Relatórios apontam que a extensão dos textos também se tornou um problema: desde 2020, as resoluções da Assembleia Geral aumentaram 55% em número de palavras. No Conselho de Segurança, são três vezes mais longas do que há três décadas. Em 2023, foram emitidos 1.100 relatórios — sendo três a cada cinco sobre temas repetidos.
A força-tarefa defende a simplificação radical: resoluções mais curtas, claras e com exigências orçamentárias realistas. Também pede revisão nos mandatos que se sobrepõem, como no caso da atuação simultânea da UNOCa (para a África Central), MINUSCA (República Centro-Africana), MONUSCO (República Democrática do Congo), além de missões duplicadas no Chifre da África e nos Grandes Lagos.
Reorganização temática e fusões estratégicas
A proposta de Guterres também prevê a criação de um novo Departamento de Desenvolvimento Sustentável, que consolidaria diversas agências da ONU voltadas à Agenda 2030, incluindo a fusão de até uma dezena de entidades menores.
No campo ambiental, propõe-se unir o PNUMA (Programa das Nações Unidas para o Meio Ambiente) à UNFCCC (Convenção-Quadro sobre Mudança do Clima), responsável pelas rodadas climáticas da COP. A intenção é construir uma estrutura mais ágil e menos burocrática para lidar com a emergência ambiental global.

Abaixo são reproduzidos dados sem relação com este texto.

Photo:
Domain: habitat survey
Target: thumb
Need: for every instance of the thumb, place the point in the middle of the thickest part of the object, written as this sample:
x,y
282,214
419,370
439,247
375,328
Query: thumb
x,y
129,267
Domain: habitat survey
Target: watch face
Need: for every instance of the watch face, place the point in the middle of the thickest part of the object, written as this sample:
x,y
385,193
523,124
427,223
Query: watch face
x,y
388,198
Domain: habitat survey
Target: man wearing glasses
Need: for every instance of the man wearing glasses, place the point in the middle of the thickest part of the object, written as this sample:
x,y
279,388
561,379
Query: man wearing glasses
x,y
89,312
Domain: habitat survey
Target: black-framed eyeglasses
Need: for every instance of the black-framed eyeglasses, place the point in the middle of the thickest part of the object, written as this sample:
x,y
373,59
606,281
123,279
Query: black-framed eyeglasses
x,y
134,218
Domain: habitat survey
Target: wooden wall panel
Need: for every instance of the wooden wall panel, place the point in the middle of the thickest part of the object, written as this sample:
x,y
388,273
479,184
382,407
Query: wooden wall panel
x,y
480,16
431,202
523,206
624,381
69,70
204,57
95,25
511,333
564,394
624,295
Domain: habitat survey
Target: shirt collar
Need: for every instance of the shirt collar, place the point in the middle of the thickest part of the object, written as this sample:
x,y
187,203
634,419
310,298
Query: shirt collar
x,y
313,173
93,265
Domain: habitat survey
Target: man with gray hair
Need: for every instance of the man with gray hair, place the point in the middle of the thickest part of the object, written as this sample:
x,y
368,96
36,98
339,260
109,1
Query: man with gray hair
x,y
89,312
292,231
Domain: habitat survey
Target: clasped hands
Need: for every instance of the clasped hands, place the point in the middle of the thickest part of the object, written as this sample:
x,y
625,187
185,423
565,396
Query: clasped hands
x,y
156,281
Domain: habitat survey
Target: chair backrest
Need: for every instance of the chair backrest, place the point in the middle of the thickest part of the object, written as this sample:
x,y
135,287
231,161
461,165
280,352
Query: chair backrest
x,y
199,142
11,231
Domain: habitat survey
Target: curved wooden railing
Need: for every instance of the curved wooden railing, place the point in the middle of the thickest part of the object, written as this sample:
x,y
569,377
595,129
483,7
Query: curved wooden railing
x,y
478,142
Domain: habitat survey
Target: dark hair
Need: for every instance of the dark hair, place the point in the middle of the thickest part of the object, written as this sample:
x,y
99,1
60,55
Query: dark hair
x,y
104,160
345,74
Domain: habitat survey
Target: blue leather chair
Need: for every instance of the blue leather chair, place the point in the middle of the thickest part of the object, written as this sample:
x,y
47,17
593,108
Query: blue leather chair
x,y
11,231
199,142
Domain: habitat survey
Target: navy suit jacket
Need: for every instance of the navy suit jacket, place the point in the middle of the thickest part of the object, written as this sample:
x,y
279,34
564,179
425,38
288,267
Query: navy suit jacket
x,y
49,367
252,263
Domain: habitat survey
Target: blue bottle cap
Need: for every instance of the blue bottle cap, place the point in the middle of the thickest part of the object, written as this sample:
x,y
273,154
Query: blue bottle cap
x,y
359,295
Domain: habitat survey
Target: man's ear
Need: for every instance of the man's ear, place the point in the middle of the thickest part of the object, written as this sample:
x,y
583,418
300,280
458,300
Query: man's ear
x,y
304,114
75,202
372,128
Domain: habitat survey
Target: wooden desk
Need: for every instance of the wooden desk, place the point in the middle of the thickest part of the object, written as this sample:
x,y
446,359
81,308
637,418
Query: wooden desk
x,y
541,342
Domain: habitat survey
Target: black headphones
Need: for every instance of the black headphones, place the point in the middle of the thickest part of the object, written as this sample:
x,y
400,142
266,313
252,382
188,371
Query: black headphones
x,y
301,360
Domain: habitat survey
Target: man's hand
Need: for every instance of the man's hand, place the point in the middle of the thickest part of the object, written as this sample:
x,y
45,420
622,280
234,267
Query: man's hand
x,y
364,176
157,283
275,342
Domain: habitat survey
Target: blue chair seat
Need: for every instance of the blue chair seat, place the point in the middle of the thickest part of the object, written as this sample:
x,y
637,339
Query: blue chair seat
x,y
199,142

Há ainda o plano de fusão entre a ONU Mulheres e o Fundo de População da ONU (UNFPA), formando uma nova entidade focada em igualdade de gênero, saúde e direitos reprodutivos — áreas tradicionalmente subfinanciadas e fragmentadas no atual modelo.
Embora os pilares centrais da ONU — Assembleia Geral e Conselho de Segurança — permaneçam em Nova York, a mudança representa um abalo simbólico e político para os Estados Unidos. A proposta de reduzir a presença institucional em território americano é lida por diplomatas como uma resposta silenciosa à postura cada vez mais hostil de Washington, especialmente sob governos republicanos.
O futuro do plano dependerá da disposição dos países-membros em aprová-lo nos fóruns multilaterais. Mas o recado do Secretariado é direto: sem cortes e fusões, a ONU se tornará insustentável. E a crise, mais cedo ou mais tarde, forçará decisões ainda mais drásticas.